Binary Data in JSON String. Something better than Base64
Binary Data in JSON String. Something better than Base64
The JSON format natively doesn't support binary data. The binary data has to be escaped so that it can be placed into a string element (i.e. zero or more Unicode chars in double quotes using backslash escapes) in JSON.
An obvious method to escape binary data is to use Base64. However, Base64 has a high processing overhead. Also it expands 3 bytes into 4 characters which leads to an increased data size by around 33%.
One use case for this is the v0.8 draft of the CDMI cloud storage API specification. You create data objects via a REST-Webservice using JSON, e.g.

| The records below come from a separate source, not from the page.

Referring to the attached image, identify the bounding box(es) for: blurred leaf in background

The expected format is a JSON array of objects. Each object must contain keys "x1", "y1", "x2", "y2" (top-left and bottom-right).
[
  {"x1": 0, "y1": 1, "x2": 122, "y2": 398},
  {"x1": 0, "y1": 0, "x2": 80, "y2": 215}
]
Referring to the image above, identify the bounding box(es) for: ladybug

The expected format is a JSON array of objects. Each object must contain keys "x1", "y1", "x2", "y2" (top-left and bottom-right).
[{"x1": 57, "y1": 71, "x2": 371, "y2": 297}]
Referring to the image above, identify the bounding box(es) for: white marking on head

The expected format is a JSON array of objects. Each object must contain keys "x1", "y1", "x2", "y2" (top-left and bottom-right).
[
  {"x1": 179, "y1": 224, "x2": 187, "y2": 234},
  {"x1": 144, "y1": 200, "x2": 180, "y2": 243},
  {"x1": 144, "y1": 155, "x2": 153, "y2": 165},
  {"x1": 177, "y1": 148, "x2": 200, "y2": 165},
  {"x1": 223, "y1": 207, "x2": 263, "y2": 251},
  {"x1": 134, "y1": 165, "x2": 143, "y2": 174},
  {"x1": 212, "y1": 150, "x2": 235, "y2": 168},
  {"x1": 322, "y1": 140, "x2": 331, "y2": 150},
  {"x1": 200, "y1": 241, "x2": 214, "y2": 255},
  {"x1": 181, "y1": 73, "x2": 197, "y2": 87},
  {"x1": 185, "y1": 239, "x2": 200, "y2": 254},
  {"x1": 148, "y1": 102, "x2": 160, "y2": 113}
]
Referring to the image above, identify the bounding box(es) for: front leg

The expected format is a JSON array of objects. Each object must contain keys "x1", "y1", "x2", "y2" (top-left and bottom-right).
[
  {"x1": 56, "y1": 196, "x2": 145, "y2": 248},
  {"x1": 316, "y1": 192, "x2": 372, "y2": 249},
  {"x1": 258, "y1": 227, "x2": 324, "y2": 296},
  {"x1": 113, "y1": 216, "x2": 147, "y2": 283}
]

PUT /MyContainer/BinaryObject HTTP/1.1 Host: cloud.example.com Accept: application/vnd.org.snia.cdmi.dataobject+json Content-Type: application/vnd.org.snia.cdmi.dataobject+json X-CDMI-Specification-Version: 1.0 { "mimetype" : "application/octet-stream?, "metadata" : [ ], "value" : "TWFuIGlzIGRpc3Rpbmd1aXNoZWQsIG5vdCBvbmx5IGJ5IGhpcyByZWFzb24sIGJ1dCBieSB0aGlz IHNpbmd1bGFyIHBhc3Npb24gZnJvbSBvdGhlciBhbmltYWxzLCB3aGljaCBpcyBhIGx1c3Qgb2Yg dGhlIG1pbmQsIHRoYXQgYnkgYSBwZXJzZXZlcmFuY2Ugb2YgZGVsaWdodCBpbiB0aGUgY29udGlu dWVkIGFuZCBpbmRlZmF0aWdhYmxlIGdlbmVyYXRpb24gb2Yga25vd2xlZGdlLCBleGNlZWRzIHRo ZSBzaG9ydCB2ZWhlbWVuY2Ugb2YgYW55IGNhcm5hbCBwbGVhc3VyZS4=", }
Are there better ways and standard methods to encode binary data into JSON strings?
Answer by richardtallent for Binary Data in JSON String. Something better than Base64
yEnc might work for you:
http://en.wikipedia.org/wiki/Yenc
Answer by jsoverson for Binary Data in JSON String. Something better than Base64
Since you're looking for the ability to shoehorn binary data into a strictly text-based and very limited format, I think Base64's overhead is minimal compared to the convenience you're expecting to maintain with JSON. If processing power and throughput is a concern, then you'd probably need to reconsider your file formats.
Answer by a paid nerd for Binary Data in JSON String. Something better than Base64
(Edit 7 years later: Google Gears is gone. Ignore this answer.)
The Google Gears team ran into the lack-of-binary-data-types problem and has attempted to address it:
JavaScript has a built-in data type for text strings, but nothing for binary data. The Blob object attempts to address this limitation.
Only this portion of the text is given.